The same applies to musical knowledge. I couldn’t believe it, when a student didn’t know what a half step is, after completing Mel Bay Book #I, and after having had it explained and written down in his notebook. He had never bothered to look back and review, or even think about it after learning it. This kind of laziness will get you nowhere.
The Aggressive student will hold on to everything he learns. He will think about it and use it. He will ask questions, and never be satisfied until he understands. If he learns a concept, such as key signatures, he will look at the key signature every time he plays a new piece. (Of course, as his teacher, if I had not caught it, that would be my fault. I would then have been the The Lazy Teacher, who is not constantly checking and testing the student).
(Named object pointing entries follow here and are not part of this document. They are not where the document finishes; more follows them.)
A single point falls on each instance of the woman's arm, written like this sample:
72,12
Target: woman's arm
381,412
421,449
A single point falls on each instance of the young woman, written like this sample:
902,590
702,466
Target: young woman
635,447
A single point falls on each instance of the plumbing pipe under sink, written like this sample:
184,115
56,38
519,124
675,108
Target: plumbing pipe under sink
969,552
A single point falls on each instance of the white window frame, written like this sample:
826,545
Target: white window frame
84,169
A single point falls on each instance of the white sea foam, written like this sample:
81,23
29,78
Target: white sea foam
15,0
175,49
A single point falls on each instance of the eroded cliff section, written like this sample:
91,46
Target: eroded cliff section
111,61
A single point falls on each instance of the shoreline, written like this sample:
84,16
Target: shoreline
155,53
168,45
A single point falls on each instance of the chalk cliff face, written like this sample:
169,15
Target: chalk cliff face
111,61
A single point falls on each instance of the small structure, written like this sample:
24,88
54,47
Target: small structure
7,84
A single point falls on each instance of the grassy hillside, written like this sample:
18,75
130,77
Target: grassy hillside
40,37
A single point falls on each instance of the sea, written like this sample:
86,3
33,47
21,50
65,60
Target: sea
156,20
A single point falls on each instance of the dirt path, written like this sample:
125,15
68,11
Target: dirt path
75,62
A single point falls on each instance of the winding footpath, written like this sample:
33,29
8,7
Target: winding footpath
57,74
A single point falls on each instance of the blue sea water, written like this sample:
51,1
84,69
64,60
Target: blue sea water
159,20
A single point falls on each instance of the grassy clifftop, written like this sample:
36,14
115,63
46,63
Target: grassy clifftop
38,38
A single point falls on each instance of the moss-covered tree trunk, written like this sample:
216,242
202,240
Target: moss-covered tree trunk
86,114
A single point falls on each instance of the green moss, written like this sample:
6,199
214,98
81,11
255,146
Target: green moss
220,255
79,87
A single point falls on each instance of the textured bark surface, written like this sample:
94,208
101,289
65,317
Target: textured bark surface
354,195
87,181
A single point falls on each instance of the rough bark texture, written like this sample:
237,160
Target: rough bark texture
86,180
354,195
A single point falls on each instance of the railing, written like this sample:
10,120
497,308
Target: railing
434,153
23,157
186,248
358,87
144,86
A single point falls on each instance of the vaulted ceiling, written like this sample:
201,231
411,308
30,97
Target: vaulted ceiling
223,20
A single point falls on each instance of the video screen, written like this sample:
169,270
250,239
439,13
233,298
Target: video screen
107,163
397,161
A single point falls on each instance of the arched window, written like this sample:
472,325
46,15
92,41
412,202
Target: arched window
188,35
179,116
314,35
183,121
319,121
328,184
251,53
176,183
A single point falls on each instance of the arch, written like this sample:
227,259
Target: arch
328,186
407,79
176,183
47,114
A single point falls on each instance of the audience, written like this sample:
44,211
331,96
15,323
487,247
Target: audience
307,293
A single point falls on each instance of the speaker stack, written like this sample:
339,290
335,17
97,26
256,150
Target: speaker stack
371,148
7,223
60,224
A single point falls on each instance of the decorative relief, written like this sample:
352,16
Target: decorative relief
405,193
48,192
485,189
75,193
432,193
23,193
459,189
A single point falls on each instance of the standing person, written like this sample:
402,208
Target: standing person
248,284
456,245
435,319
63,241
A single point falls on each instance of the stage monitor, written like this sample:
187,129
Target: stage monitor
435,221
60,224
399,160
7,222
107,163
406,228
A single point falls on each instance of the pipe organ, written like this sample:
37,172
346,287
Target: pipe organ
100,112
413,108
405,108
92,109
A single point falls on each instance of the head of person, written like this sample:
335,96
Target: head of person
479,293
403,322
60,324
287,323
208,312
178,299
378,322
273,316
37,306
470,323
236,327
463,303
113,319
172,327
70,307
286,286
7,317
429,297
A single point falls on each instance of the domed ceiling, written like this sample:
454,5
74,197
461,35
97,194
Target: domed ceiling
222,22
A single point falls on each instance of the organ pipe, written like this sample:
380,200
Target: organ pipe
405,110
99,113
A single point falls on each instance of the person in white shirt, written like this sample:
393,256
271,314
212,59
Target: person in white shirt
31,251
The attitudes and working habits of the Aggressive Student can be learned by anyone. If you are not used to working with this intensity, it will take some time and a lot of your effort to change. If you want to be the best you can be, you have no choice.
If you fully appreciate and understand what has been said so far, you will understand the 17th Principle of Correct Practice.
Principle of Correct Practice #17:
"Practicing is the process of solving problems. Your ability to solve problems will be equal to the strength of your desire, awareness, and understanding."